As the B.A.R. first reported in February, when Mandelman announced he would seek to jettison the long-standing prohibitions that prevented gay bathhouses from operating in the city, local health officials for the first time dropped their objections to changing the city's health code to allow for such businesses to reopen.

Beginning in the 1990s San Francisco's health department partnered with the city's remaining adult sex venues as avenues to reach gay men and educate them about safe sex practices. But the department's leaders had remained resolute in their opposition to allowing gay bathhouses to open with private rooms.

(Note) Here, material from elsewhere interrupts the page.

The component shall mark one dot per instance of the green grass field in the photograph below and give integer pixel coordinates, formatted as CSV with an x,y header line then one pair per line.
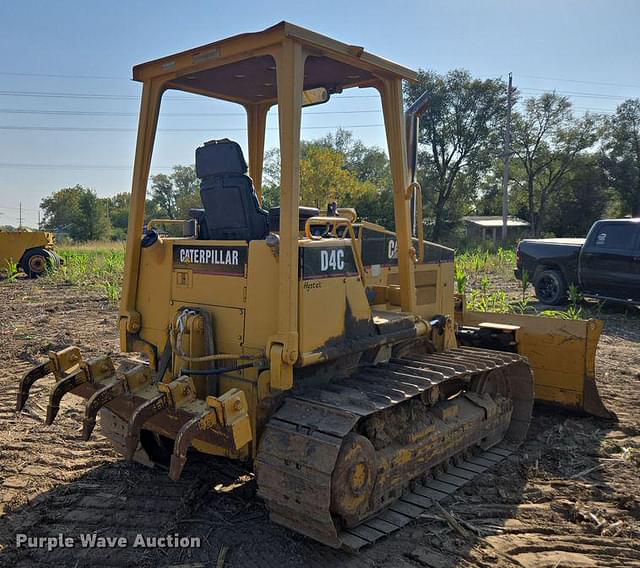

Their change in stance was influenced by the introduction of PrEP, the once-a-day pill that prevents the transmission of HIV, and people living with HIV with undetectable HIV viral loads being unlikely to transmit the virus to their sexual partners. In effect, there was no longer sound scientific reasoning to keep the bathhouse restrictions in place.

The standards could still include prohibiting patrons of the businesses from engaging in sexual activities deemed "as posing an unreasonable risk of infection" for HIV and other sexually transmitted diseases, according to Mandelman's ordinance. The businesses would continue to be required to provide patrons free condoms, lubricant and other safe sex supplies, as well as information about the transmission of HIV and other STDs.

Mandelman's legislation also states the adult sex venue operating rules could include "such other requirements and/or prohibitions as the (city's health) director determines are necessary to protect and promote the health and safety of patrons."

"During the 1970s and early 1980s, bathhouses were a focal point of gay social life in San Francisco and were important community meeting places where friends would gather to share stories, dance to the latest disco hits or watch a live show," said Mandelman during his introductory remarks at the hearing. "COVID-19 has resulted in the closure of many small businesses, a deadening of our neighborhood commercial corridors and record unemployment in San Francisco and around the country. I hope this ordinance will make the operation of adult sex venues more feasible and will encourage the opening of new businesses that will aid in our economic recovery."

UPDATED 7/9/2020 with a revised timeline for when the full Board of Supervisors will vote on the ordinance.